The average track access charge paid per rail freight company in Europe even increased by 8 per cent. While nine countries 20 countries showed an annual decline of their freight track access charges, nine countries experienced an increase. This was concluded in the 11th Market Monitoring Report of the Independent Regulator’s Group (IRG).
State subsidies
This loss of revenue would have been much more substantial if it were not for the state subsidies. Since 7 October 2020, EU member states are permitted to provide state aid in the form of track access charges waivers or reductions. The measure came in place to support companies throughout the pandemic. However, it was extended in April last year until 31 December 2023, although the negative impact of the pandemic on the performance of rail is more or less negligible.
This decision was taken as flexibility in charging was starting to be considered a way of supporting rail freight in general. In the past two years, track access charges were waived or reduced in several countries, among them the Netherlands, Austria, Belgium, France, Italy, Luxembourg and Germany. Although it is not certain what happens after 2023, the year 2022 shows a positive trend.
Charges at an historic low
European infrastructure managers recorded decreases of the track access charges from railway undertakings on the one hand, but higher public subsidies on the other hand, leading to a relatively small decrease of their total revenue from TAC, the report reads. The 1 per cent decline for freight is even less significant when compared to the drop in revenue for passenger services: 5 per cent.
The track access charges paid by the freight industry went up by 0.2 billion euros from 2020 to 2021. However, it must be noted that compared to 2019, there was a significant drop in the charges paid, even when subsidies are included.
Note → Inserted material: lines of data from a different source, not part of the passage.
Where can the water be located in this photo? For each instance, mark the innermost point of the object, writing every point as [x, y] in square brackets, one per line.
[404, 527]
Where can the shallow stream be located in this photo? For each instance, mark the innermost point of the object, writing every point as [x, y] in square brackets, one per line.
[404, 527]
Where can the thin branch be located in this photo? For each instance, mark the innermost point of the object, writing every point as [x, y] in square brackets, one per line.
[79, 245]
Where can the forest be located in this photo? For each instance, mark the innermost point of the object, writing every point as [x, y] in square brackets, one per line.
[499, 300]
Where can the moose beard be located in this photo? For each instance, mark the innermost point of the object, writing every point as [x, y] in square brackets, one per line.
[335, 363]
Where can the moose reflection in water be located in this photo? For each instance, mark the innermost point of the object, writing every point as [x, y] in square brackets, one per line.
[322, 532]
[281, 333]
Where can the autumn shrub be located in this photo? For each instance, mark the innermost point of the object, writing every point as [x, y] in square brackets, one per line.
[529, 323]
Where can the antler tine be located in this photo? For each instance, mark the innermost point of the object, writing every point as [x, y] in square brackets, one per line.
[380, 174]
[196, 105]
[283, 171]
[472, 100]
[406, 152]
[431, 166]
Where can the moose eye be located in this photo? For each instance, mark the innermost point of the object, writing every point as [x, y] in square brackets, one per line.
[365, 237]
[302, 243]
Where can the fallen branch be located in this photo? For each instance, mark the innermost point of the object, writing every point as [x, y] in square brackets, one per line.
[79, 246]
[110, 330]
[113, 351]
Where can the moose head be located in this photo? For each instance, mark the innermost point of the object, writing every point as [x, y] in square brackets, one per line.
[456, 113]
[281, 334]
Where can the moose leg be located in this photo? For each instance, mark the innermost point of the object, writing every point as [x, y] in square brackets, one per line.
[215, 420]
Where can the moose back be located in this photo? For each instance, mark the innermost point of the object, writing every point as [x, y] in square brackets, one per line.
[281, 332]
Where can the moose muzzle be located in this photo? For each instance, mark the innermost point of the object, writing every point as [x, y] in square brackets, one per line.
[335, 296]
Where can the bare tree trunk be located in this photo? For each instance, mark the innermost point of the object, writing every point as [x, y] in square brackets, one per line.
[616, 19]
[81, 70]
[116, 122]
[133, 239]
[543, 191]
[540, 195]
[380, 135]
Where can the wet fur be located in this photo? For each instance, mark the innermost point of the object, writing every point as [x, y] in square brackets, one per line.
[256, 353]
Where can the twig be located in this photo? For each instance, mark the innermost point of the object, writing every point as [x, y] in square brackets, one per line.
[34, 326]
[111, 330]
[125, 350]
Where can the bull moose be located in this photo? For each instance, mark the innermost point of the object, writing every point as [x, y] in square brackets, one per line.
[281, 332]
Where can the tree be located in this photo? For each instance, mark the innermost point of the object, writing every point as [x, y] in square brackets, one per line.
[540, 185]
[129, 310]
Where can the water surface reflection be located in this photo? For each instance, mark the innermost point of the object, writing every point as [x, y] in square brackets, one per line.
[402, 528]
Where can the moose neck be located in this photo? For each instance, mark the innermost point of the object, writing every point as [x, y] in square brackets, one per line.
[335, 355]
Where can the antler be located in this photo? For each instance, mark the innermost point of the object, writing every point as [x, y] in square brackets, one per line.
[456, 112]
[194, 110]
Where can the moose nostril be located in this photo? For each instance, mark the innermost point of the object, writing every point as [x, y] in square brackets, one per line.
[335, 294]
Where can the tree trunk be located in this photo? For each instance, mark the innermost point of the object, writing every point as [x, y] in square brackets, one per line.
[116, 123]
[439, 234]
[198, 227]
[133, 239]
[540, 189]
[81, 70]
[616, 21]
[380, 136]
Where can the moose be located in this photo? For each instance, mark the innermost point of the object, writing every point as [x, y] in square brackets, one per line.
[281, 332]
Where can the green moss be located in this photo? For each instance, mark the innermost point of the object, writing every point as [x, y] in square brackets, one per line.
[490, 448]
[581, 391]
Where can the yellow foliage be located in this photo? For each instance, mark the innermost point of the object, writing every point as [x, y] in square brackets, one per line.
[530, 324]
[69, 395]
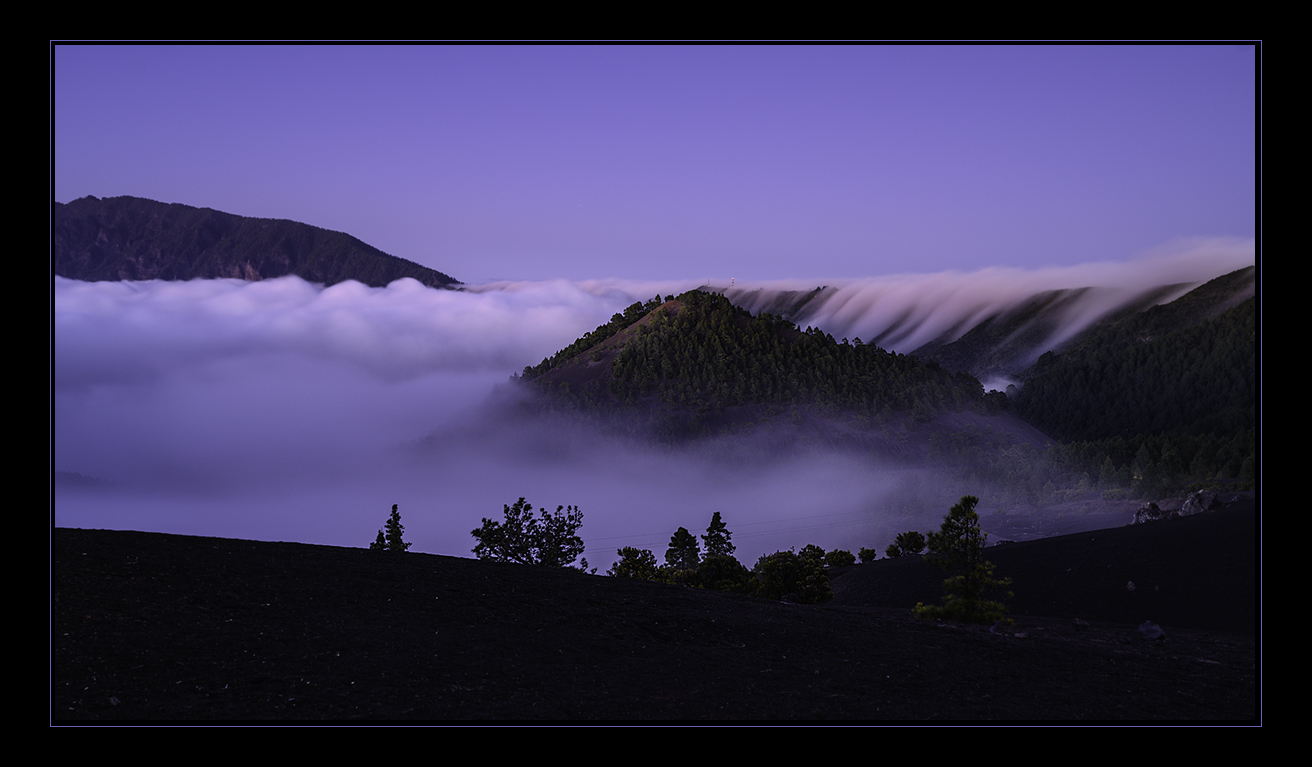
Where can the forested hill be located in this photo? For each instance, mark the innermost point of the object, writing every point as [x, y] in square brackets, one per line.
[1185, 367]
[129, 237]
[698, 354]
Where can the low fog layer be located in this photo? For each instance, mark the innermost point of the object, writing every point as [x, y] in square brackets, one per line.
[285, 411]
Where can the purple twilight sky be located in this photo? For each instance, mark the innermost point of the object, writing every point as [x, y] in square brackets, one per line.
[682, 161]
[928, 185]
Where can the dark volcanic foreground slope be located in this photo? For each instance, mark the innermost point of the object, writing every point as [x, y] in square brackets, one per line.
[155, 627]
[129, 237]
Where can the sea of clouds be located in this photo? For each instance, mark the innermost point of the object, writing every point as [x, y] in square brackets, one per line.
[287, 411]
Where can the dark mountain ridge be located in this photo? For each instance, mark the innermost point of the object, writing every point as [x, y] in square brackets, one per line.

Compared with the pre-corona year, charges in 2021 were more than 30 per cent lower.
Not back to normal, back in balance
The figures indicate that despite the subsidies, the situation is far from being back to pre-corona levels. The year 2020 was a corona year as well, and track access charges paid were at the lowest in five years, according to figures of the 10th Market Monitoring Report of the IRG.
What the new figures also indicate, is that the measures were implemented more successfully. In the beginning, the railway undertakings received support from their respective governments but not in all cases infrastructure managers were compensated. This compensation led in some countries to a drop in revenue for infrastructure managers.
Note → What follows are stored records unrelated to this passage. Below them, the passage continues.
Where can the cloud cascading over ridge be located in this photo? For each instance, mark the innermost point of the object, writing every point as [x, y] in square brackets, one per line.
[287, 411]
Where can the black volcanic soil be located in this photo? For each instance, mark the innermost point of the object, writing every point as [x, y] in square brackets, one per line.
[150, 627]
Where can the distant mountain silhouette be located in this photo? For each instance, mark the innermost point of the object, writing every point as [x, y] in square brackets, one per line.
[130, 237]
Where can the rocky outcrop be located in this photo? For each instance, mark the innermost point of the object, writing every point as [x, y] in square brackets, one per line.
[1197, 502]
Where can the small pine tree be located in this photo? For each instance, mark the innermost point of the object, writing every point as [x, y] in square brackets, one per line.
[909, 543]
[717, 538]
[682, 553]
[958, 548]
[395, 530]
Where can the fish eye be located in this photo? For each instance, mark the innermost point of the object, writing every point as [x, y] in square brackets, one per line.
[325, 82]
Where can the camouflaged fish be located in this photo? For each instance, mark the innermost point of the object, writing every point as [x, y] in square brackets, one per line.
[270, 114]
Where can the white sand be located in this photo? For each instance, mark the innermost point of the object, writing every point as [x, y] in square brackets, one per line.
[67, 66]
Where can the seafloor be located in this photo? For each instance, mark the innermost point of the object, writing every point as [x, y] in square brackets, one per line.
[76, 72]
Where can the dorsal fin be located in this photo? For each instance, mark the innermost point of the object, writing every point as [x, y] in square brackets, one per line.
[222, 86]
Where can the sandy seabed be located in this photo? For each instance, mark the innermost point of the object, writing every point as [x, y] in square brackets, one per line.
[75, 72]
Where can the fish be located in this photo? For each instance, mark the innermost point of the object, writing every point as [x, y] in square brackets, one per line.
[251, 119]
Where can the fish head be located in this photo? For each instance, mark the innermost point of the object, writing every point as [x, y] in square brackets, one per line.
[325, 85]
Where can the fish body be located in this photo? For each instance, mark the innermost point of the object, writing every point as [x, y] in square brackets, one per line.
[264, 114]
It must also be noted that these figures represent and average, and the difference in approach among EU member states is large. For example, in Austria track access charges were fully waived and compensated for by the government. In other countries, like Greece or Norway, there are no subsidies in place and the track access charges increased considerably, leaving no support for railway undertakings.
Extension beyond 2023
There are voices advocating for a permanent support measure for rail freight in the form of subsidies. The Community of European Railway and Infrastructure Companies (CER) emphasises the absolute necessity of investment in infrastructure yesterday in the European Parliament, and it believes that that track access charges are key to creating a level playing field for all transport modes.
“Modal shift remains key to transport decarbonisation. Rail stands out with low externalities, being the most sustainable and energy-efficient transport mode. track access charges are key to creating a level playing field amongst modes and lowering them must come hand-in-hand with proper compensation to the infrastructure managers”, said CER Executive Director Alberto Mazzola.
In the last Delegated Regulation ((EU) 2022/312), the Commission was empowered to adopt delegated acts to prolong the reference period until 31 December 2023. It remains to be seen whether this possibility will indeed be utilised.